In January 1889 a concert was given at the Rougemont in aid of the proposed new parish room for St Mary Steps.
The Mayor, Mr E H Houlditch opened a two-day bazaar at the Arcade, for raising funds to build the proposed Sunday School and Parish Rooms. It was stated that £300 was still needed to complete the building of the rooms, behind the church. It was estimated that £600 was required in total for the project, and £400 had already been given. The site, which cost £300, had been part of an old tenement on Stepcote Hill.
The laying of the foundation stone for the new Sunday Schools and Parish Room was on the 13th October 1892. After a church service, the congregation went to the site for the new hall, where Lady Northcote performed the ceremony, attended by Sir Stafford Northcote. A public luncheon was given after the event, at the College Hall, South Street.
Further details were given of the proposed, brick built building. The site which was 54 ft by 26 ft, would front Stepcote Hill, and be immediately behind St Mary Steps Church.

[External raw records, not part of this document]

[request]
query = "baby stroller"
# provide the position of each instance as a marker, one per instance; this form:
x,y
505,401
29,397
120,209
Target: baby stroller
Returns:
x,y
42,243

The interior would have revolving shutters, allowing the main hall to be one open space, of be divided into smaller class rooms.
Adding a choir and vestry
In July 1894, a committee was set up to plan a new choir vestry which would join the existing Sunday School room to the church.
Fund raising commenced for the vestry, and an entertainment by Captain J Boucher at the Royal Public Rooms was staged on February 5th 1895. The two shows were a mixture of songs and sketches, with all proceeds towards the building fund for the proposed additions to the Sunday School Rooms.
In December 1895 the committee of the St Mary Steps parish room and Sunday Schools accepted the tender, from Messrs Westcott, Austin and White of Exeter, for the completion of the vestry under the superintendence of Mr Edward G Warren architect.
It was in September 1896 that the Bishop of Exeter formerly opened the new Sunday School room and adjoining vestry, for St Mary’s Step parish. As is customary at the time, a tea was held in the new buildings after the ceremony.
The Great War
A St Mary Steps Sunday School teacher, Private W Tapper a bandsman of the Devons who went to India in October 1914, died of disease in Mesopotamia in 1916. Private Tapper was a popular member of St Mary’s Steps’ Institute in which he took a keen interest and was also a member of the St Mary’s Steps Church being a chorister as well as a teacher.
In the same year that Private Tapper died, at a presentation at the Parish Hall, the Rev. H P Burdett was given a gold watch, and an illuminated album containing a list of names of the subscribers to mark his twenty-fifth anniversary as rector of the church. A large gathering of parishioners were told that the Rev Burdett had accomplished much during his time at the church, including the completion of the Sunday School building.
In 1930, at the time when many of the West Quarters residents were being moved out to Burnthouse Lane, a commission appointed by the Bishop of Exeter suggested that seventeen of Exeter’s parishes should be amalgamated into three. The Rev HP Burdett Rector at the St Mary’s Steps was interviewed and said that many of his old parishioners who had moved to Burnthouse Lane still attended St Mary’s Steps on Sundays, and their children still attended the Sunday School next door.